Face à ces phrases plus ou moins coûteuses, nous constatons l’existence d’autres qui n’ont pas demandé aux interlocuteurs beaucoup de temps de réflexion puisqu’elles ont été réalisées en un temps très limité. Ces phrases sont généralement des phrases simples par opposition aux autres phrases plus longues et complexes utilisées par ces mêmes scripteurs. Néanmoins, le fait que ce type de phrases soit réalisé de façon rapide – et ce sans demander trop de discussions aux étudiants – ne préfigure en rien de leur qualité et c’est ce que nous avons précédemment remarqué pour le groupe 4A. En fait, les négociations, qu’elles soient longues ou courtes, qu’elles nécessitent un nombre élevé ou pas de tours de parole, ne peuvent pas – du moins pour les cas que nous avons observés – être considérées comme révélatrices de la qualité de l’écrit. En effet, des étudiants peuvent consacrer énormément de temps à la création/négociation/inscription d’une phrase qui leur demande un effort cognitif considérable sans pour autant être capables de fournir un résultat scriptural dépourvu de biffures, d’erreurs qu’elles soient morphologiques, syntaxiques ou autres. D’autre part, d’autres étudiants, certes pas tous, n’ayant consacré qu’un temps minime et limité à la réalisation de leurs phrases peuvent présenter un écrit plus satisfaisant. Nous pouvons avancer, donc, l’idée que tout dépend alors des compétences rédactionnelles et linguistiques de chaque étudiant.

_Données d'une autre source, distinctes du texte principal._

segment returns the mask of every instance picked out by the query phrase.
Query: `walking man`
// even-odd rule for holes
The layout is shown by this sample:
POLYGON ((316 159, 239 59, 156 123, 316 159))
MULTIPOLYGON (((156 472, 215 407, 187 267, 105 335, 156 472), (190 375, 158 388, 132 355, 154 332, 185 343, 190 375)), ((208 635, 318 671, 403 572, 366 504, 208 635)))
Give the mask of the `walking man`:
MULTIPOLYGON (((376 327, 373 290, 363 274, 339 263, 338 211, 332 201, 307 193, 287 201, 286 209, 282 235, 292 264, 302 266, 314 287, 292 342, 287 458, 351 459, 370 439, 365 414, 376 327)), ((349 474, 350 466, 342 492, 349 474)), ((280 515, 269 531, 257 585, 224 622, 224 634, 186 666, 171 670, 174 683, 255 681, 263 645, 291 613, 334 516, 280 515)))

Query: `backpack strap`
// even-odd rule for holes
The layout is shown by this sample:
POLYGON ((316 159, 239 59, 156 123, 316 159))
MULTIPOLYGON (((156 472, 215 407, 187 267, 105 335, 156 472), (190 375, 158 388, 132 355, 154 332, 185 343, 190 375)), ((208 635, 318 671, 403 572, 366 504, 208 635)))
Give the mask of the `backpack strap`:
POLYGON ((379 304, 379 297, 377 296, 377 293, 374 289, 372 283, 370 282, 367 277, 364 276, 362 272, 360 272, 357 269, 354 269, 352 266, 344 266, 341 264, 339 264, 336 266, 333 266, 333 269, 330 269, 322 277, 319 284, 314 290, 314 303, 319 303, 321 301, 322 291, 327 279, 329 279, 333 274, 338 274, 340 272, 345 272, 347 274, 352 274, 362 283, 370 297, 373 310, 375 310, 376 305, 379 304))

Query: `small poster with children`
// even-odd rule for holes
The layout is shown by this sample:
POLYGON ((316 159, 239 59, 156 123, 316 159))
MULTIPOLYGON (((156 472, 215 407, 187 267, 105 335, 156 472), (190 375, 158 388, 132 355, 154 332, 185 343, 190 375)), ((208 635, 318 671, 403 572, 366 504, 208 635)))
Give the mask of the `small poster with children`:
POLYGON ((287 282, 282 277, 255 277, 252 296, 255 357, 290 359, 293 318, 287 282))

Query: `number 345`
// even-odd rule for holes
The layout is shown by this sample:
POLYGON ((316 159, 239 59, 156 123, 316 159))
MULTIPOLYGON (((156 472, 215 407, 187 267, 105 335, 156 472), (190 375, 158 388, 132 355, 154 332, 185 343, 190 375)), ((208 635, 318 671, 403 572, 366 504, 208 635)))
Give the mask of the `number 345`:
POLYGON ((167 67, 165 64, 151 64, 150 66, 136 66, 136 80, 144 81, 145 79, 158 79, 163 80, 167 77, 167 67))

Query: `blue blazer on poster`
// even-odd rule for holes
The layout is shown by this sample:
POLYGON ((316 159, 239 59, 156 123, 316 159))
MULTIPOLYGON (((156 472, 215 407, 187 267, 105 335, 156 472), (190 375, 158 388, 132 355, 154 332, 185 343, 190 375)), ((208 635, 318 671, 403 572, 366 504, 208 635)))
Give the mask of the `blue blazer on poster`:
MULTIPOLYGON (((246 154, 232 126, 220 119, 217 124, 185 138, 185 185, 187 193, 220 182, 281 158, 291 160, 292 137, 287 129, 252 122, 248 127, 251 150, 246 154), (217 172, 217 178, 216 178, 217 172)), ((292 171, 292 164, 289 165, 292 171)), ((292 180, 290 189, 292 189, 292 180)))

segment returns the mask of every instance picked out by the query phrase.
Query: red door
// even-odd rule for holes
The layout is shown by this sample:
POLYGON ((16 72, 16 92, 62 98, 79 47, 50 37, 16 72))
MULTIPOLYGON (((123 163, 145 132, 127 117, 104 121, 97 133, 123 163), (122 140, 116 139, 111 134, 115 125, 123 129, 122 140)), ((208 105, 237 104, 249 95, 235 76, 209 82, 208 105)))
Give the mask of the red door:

Ce que nous pouvons déduire également, d’après les observations effectuées auparavant, c’est que le coût socio-cognitif des phrases est différent d’un groupe d’étudiants à l’autre. Chaque binôme affronte les difficultés rédactionnelles qui se présentent à lui d’une manière qui lui est propre. Bien que certaines réactions ou manifestations de la part des étudiants puissent avoir des répercussions sur le texte qu’ils produisent, il peut s’avérer aussi que beaucoup de leurs efforts cognitifs déployés au cours de la réalisation de la tâche ne soient pas porteuses de résultats conséquents. Cela peut être dû à un manque de savoir-faire de la part des apprenants qui peuvent, parfois, ressentir des « anomalies » dans leurs propos ou dans leur production sans pour autant être capables de s’en défaire. Par moments, ils réussissent même à détecter certains dysfonctionnements qu’ils corrigent alors que d’autres échappent à leur attention sans être, pour autant, moins manifestes mais que les apprenants ne détectent pas à cause d’une ou de plusieurs incompétences dont ils souffrent ou de la pénurie des connaissances mobilisés au moment où ils sont en passe d’affronter un problème scriptural ou langagier quelconque.

C’est pourquoi, nous ne pouvons que constater que les comportements scripturaux des étudiants sont étroitement liés à leurs compétences et à leur niveau de maîtrise et de l’écrit et de la langue française.